Joint Oireachtas Committee on Jobs, Enterprise and Innovation

Unemployment and Youth Unemployment: Discussion

1:40 pm

Mr. Jack O'Connor:

I thank the Chair. We have circulated a short document. Although it is well known, it is important to say that the challenge faced by the Government and by society is on a scale which has not been experienced before. In the four years between 2008 and 2011 Ireland recorded the largest number of job losses, relatively speaking, in any economy across the industrialised world since the Great Depression. It is important to say that is the scale of it.

I will restrict myself to saying three things today because we are in the process of preparing pre-budget submissions and we are awaiting appropriate approval for what we might say. The first point - no disrespect is intended - is that there is something perverse about all of us discussing how to get young people into jobs that do not exist. It is important that we all recognise the elephant in the room, which is that the one-sided austerity approach which has been imposed upon us is not working. We will not succeed in addressing the problem by tricking about with schemes, monitoring them and so on. In order to get people into employment we have to create jobs and in order to do that we have to address the issue of domestic demand and consumption. It is one thing to find ourselves in the situation, as we all do, that we must go along with a recipe that has been imposed. It is another thing to delude ourselves that it is working because that leads to all sorts of other wrong conclusions.
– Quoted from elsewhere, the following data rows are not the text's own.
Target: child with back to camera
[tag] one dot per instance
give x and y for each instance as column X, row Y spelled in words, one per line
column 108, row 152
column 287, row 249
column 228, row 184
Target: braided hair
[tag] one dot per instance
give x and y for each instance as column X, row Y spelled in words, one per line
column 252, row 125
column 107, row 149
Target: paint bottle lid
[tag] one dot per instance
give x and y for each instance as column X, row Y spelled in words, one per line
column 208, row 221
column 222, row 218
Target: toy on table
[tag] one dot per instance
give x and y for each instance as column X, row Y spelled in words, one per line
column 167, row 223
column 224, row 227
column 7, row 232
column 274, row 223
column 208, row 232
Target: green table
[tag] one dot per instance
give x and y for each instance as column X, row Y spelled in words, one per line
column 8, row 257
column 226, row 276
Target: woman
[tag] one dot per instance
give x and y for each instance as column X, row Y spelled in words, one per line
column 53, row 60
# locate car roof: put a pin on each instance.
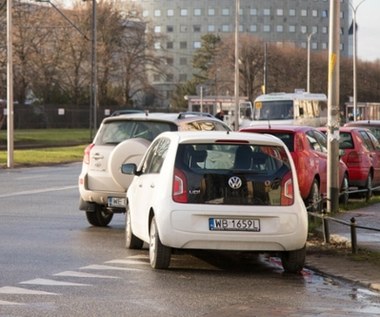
(227, 136)
(363, 123)
(277, 128)
(163, 116)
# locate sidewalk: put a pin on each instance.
(336, 259)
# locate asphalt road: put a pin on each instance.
(53, 263)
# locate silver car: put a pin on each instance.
(124, 139)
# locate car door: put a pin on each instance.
(317, 142)
(374, 147)
(145, 188)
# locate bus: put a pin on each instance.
(298, 108)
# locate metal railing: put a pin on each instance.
(352, 224)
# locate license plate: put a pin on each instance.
(234, 224)
(116, 202)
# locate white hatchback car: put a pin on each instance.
(217, 191)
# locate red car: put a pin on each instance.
(362, 157)
(308, 147)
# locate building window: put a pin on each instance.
(196, 28)
(253, 28)
(211, 28)
(225, 12)
(183, 61)
(253, 12)
(197, 12)
(182, 77)
(197, 44)
(225, 28)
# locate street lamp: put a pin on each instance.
(354, 57)
(308, 60)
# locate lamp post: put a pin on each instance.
(354, 55)
(237, 96)
(308, 61)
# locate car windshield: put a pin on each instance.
(114, 132)
(212, 169)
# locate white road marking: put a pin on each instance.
(126, 261)
(3, 302)
(42, 281)
(107, 267)
(83, 274)
(37, 191)
(22, 291)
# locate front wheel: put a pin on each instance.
(293, 261)
(131, 241)
(159, 255)
(100, 217)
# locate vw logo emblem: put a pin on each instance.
(235, 182)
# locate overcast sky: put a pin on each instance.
(368, 34)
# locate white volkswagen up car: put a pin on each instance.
(219, 191)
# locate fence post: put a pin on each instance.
(354, 245)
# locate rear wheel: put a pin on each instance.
(344, 195)
(314, 202)
(159, 254)
(131, 241)
(293, 261)
(100, 217)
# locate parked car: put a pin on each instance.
(216, 191)
(362, 157)
(125, 138)
(372, 125)
(308, 147)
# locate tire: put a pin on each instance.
(159, 255)
(293, 261)
(344, 193)
(314, 202)
(100, 217)
(131, 241)
(369, 187)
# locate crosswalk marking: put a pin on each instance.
(22, 291)
(43, 281)
(126, 261)
(108, 267)
(3, 302)
(83, 274)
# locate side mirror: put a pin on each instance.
(129, 169)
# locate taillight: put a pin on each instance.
(179, 186)
(353, 158)
(87, 150)
(287, 190)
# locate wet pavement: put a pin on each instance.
(341, 264)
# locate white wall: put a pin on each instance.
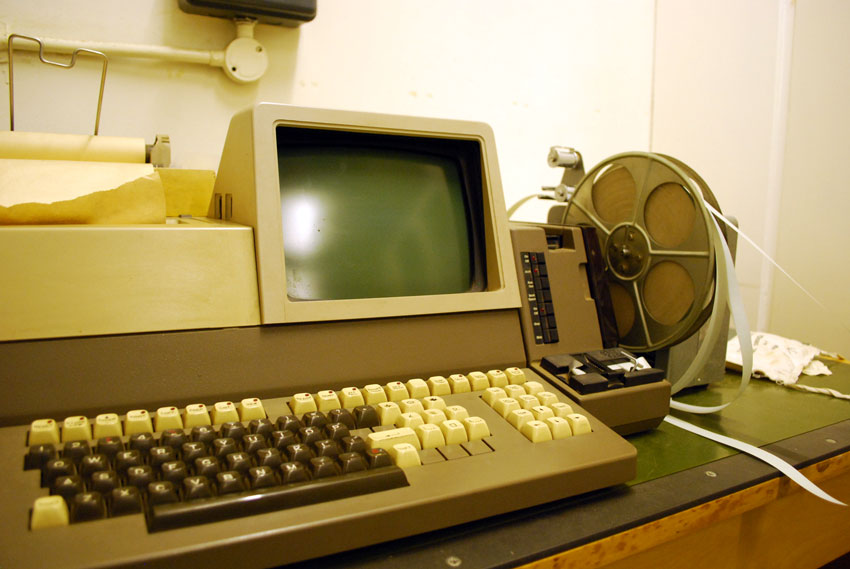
(813, 237)
(540, 73)
(702, 80)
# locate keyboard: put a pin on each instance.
(261, 483)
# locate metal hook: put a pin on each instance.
(68, 65)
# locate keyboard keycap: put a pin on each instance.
(230, 506)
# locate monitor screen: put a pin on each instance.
(365, 215)
(370, 216)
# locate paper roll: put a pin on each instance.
(43, 146)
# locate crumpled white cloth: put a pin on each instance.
(780, 359)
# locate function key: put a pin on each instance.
(233, 429)
(374, 394)
(44, 432)
(459, 383)
(396, 391)
(478, 381)
(351, 397)
(107, 425)
(251, 408)
(302, 403)
(196, 415)
(327, 399)
(515, 375)
(262, 427)
(76, 450)
(417, 388)
(137, 421)
(49, 511)
(343, 417)
(167, 418)
(497, 378)
(438, 385)
(224, 412)
(76, 429)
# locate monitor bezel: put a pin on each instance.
(249, 174)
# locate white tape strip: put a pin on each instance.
(758, 453)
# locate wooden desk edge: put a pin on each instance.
(665, 530)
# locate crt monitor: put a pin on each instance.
(362, 215)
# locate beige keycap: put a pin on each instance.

As one who quotes Karl Marx from time to time, I never thought I would see the day when I would be before the committee espousing the virtues of Ben Bernanke, a Republican, who last Thursday evening or Friday morning showed the way forward. The way is the common sense way. I mean no personal offence to Mr. Robert Strauss when I say that he might tell someone over there that countries need space to generate jobs and growth. I imagine he is saying it but they are probably not listening to him either. It is a serious point. If one does not recognise it then one goes down all sorts of culs-de-sac trying to engage in alchemy.

The first point is that we are stuck with the troika programme. We should say we are stuck with it. We should not try to delude ourselves that it is working. We must find a way to gradually step away from it and generate domestic demand in the economy. In the period between 1992 and 1997 when we had enormous and unprecedented success, something of the order of 600,000 jobs were generated within the economy.

These were all sustainable jobs rather than jobs that were created as a result of the bubble. Only 14% of the jobs to which I refer were attributable to exports, etc. The remainder were created as a result of what happened domestically.

We wish to highlight two initiatives. We are not saying that it is not possible to do absolutely anything but we are saying that there is a need to try to mobilise the resources which are available in order to generate some activity in the economy. As the Chairman will be aware, the trade union movement previously articulated a detailed proposal for a stimulus plan which envisaged pumping upwards of €3 billion per annum into the economy to be spent primarily on infrastructural projects. We produced a policy document with which the Chairman and many of his colleagues will be familiar and which is well costed. The Government announced an initiative prior to the summer recess which went approximately one third of the way required in this regard. The announcement to which I refer was welcome but we strongly urge that the Government go the other two thirds of the way. We estimated that what was envisaged in our plan - this was not challenged by anybody - would generate of the order of 30,000 jobs. Our figures in this regard were based on analysis carried out by the CIC and Department of Finance.

We wish to draw the committee's attention to work we are undertaking in conjunction with a number of employers in the manufacturing sector. This work is focused on promoting innovation and creating a context within which existing manufacturing plants in this country would be able to compete for site-of-choice status in the context of new investment and so on. The initiative to which I refer is being promoted by our ideas institute, which is headed up by Mr. Ron Kelly who would be happy to answer any questions members may wish to pose. This initiative started on a very small scale and we are now working with 40 companies throughout the country in respect of it. Basically, it is aimed at creating a context within which we can preserve existing jobs and also compete for new investment by corporations, etc. The initiative is meeting with a considerable degree of success.

We will be making further points in our pre-budget submission. In light of this fact, I will leave it at that for now.